Example.x =(3,4,0,1,2), y =(3,0,4,1,2), z =(0,4,3,1,2)

Note 2. Special cases

The Gram-Schmidt process can also be applied to an infinite sequence of linearly independent vectors.

Additionally, the Gram-Schmidt process can be applied to linearly dependent vectors. In this case it issues 0 (zero vector) at step j , If a j is a linear combination of vectors a 1 ,...,a j -1 . If this can happen, then to preserve the orthogonality of the output vectors and to prevent division by zero during orthonormalization, the algorithm must check for null vectors and discard them. The number of vectors produced by the algorithm will be equal to the dimension of the subspace generated by the vectors (i.e., the number of linearly independent vectors that can be distinguished among the original vectors).

10. Geometric vector spaces R1, R2, R3.

Let us emphasize that only spaces have direct geometric meaning

R 1, R 2, R 3. The space R n for n > 3 is an abstract purely mathematical object.

1) Let a system of two vectors be given a And b . If the system is linearly dependent, then one of the vectors, let's say a , is linearly expressed through another:

a= k b.

Two vectors connected by such a dependence, as already mentioned, are called collinear. So, a system of two vectors is linearly dependent if and only

when these vectors are collinear. Note that this conclusion applies not only to R3, but also to any linear space.

2) Let the system in R3 consist of three vectors a, b, c . Linear dependence means that one of the vectors, say a , is linearly expressed through the rest:

A= k b+ l c . (*)

Definition. Three vectors a, b, c in R 3 lying in the same plane or parallel to the same plane are called coplanar

(in the figure on the left the vectors are indicated a, b, c from one plane, and on the right the same vectors are plotted from different origins and are only parallel to one plane).

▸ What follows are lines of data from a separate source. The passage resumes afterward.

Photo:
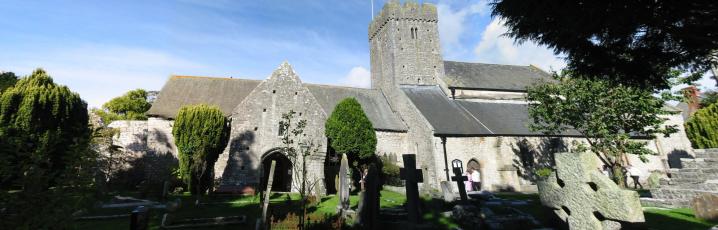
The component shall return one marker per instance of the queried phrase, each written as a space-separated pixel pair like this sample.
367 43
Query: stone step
699 163
678 193
694 186
714 150
677 181
662 203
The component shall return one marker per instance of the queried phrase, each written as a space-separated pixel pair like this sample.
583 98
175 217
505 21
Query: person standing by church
476 179
468 185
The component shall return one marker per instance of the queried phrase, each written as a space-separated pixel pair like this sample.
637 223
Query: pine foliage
201 133
130 106
702 127
350 131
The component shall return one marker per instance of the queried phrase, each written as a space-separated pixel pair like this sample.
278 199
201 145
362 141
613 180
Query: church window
282 130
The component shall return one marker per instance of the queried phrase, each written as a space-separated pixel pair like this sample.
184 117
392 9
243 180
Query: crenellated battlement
409 11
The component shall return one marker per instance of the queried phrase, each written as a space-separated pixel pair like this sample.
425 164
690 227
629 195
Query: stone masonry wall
255 129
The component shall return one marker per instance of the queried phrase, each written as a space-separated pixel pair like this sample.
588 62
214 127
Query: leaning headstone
460 182
139 218
343 192
369 203
261 223
586 199
165 189
705 206
412 176
447 191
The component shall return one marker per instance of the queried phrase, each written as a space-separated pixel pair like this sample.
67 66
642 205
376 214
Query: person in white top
634 173
468 184
476 179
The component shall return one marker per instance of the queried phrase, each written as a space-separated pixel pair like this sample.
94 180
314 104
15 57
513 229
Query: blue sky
102 49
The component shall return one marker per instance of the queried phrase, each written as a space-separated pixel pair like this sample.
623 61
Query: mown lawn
656 218
280 206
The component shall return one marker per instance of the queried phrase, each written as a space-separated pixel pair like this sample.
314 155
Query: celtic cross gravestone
459 179
584 198
412 176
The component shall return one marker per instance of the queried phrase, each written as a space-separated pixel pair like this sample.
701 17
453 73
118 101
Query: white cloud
453 25
357 77
494 47
101 72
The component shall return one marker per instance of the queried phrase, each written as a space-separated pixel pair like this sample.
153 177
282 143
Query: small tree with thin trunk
351 132
608 115
201 133
298 149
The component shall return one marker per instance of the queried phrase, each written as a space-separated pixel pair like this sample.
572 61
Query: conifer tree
201 132
350 131
44 135
702 127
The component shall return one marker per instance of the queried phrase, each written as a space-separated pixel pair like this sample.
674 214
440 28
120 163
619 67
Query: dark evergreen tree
637 42
350 131
201 133
7 79
44 135
702 127
130 106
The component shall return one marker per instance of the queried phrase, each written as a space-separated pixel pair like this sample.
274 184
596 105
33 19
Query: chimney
690 95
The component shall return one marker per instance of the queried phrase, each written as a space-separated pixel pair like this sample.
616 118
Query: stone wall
255 129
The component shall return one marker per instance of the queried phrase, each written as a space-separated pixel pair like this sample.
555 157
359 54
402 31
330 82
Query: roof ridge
172 77
487 63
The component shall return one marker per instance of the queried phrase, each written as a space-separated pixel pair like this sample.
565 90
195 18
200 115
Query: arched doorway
282 181
474 165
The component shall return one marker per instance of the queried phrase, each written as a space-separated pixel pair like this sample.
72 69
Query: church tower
404 46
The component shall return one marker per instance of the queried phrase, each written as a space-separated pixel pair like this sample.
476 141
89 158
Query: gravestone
139 218
705 206
586 199
343 185
460 183
369 202
447 191
265 205
412 176
165 190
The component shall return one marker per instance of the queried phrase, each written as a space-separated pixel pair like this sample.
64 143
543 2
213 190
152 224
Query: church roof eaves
493 77
373 102
226 93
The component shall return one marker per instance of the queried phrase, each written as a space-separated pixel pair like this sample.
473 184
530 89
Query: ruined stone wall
391 143
505 163
404 49
255 129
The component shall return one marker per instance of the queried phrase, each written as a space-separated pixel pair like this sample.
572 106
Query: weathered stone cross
460 182
411 175
586 199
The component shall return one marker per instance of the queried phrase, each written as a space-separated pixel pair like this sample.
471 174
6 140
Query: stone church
445 112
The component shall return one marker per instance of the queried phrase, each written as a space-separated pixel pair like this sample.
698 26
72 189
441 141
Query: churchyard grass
249 206
656 218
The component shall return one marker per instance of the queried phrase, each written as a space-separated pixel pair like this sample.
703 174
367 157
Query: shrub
702 128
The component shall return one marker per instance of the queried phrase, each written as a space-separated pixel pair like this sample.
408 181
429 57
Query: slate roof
445 116
492 76
227 93
188 90
373 102
471 118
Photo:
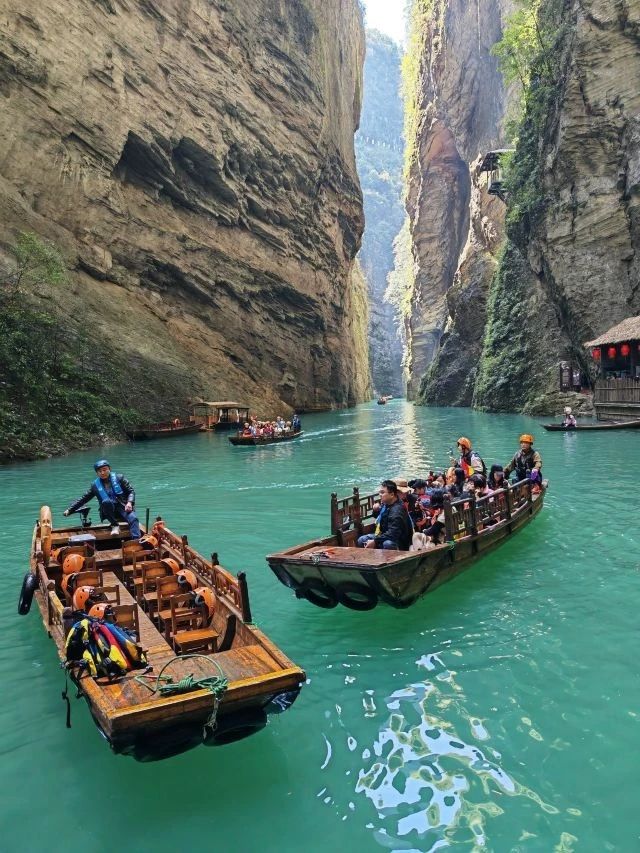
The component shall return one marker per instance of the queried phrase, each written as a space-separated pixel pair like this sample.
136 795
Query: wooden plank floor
237 663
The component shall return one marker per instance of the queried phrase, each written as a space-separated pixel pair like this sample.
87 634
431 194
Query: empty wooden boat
166 429
600 425
332 570
237 676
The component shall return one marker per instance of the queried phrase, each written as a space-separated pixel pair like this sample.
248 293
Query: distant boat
162 430
601 425
258 440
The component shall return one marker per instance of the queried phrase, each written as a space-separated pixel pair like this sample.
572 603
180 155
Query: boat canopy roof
628 330
224 404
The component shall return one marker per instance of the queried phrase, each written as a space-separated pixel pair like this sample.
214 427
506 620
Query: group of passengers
269 429
411 512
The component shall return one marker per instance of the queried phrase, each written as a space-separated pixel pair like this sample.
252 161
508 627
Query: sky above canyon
386 16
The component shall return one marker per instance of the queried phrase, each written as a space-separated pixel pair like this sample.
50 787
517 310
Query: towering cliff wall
459 106
194 161
379 154
570 268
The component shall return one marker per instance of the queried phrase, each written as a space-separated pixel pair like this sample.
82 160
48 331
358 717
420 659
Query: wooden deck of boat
238 664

So, if three vectors in R3 are linearly dependent, then they are coplanar. The converse is also true: if the vectors a, b, c from R3 are coplanar, then they are linearly dependent.

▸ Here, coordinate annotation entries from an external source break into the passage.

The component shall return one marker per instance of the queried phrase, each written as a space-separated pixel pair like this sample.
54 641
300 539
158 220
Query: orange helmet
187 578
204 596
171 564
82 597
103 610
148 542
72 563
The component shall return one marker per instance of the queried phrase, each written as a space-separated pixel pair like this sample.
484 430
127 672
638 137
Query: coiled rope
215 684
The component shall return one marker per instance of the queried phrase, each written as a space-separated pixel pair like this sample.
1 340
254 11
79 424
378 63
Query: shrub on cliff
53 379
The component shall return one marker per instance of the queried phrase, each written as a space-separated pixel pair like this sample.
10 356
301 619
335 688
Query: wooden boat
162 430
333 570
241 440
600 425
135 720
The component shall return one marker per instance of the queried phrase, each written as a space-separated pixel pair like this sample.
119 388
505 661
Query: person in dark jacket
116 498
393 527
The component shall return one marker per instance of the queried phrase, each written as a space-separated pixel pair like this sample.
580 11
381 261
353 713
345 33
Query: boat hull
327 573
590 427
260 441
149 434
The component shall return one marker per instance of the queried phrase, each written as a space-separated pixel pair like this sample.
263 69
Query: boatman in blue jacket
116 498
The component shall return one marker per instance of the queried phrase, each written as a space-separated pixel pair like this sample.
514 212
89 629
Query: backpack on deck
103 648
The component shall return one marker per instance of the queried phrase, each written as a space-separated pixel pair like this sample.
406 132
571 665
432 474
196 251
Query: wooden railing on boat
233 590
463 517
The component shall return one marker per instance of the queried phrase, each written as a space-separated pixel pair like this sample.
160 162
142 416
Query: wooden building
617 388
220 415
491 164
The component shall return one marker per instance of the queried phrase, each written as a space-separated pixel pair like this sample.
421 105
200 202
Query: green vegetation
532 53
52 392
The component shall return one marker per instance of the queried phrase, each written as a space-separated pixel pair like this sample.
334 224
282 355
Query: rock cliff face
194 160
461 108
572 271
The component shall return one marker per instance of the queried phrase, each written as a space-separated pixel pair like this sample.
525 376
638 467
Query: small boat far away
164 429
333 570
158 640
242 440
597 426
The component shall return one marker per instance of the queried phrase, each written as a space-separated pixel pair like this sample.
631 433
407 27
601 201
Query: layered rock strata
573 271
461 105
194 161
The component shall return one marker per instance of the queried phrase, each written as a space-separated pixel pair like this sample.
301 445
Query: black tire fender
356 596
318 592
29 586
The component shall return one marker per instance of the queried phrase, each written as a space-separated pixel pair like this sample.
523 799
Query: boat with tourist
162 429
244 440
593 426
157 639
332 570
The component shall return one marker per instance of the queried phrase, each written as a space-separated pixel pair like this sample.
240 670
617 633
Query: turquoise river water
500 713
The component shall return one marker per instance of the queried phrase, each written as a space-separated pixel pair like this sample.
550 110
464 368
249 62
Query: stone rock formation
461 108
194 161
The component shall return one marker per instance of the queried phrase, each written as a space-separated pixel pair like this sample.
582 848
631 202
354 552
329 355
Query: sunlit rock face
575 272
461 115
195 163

Vector artwork vector a, to vector b in space is called a vector c , satisfying the following requirements:

Designation:

Consider an ordered triple of non-coplanar vectors a, b, c in three-dimensional space. Let us combine the origins of these vectors at the point A(that is, we choose a point arbitrarily in space A and move each vector in parallel so that its origin coincides with the point A). The ends of vectors combined with their beginnings at a point A, do not lie on the same line, since the vectors are non-coplanar.

Ordered triple of non-coplanar vectors a, b, c in three-dimensional space is called right, if from the end of the vector c shortest turn from a vector a to vector b visible to the observer counterclockwise. Conversely, if the shortest turn is seen clockwise, then the triple is called left.

Another definition is related to right hand person (see picture), where the name comes from.

All right-handed (and left-handed) triples of vectors are called identically oriented.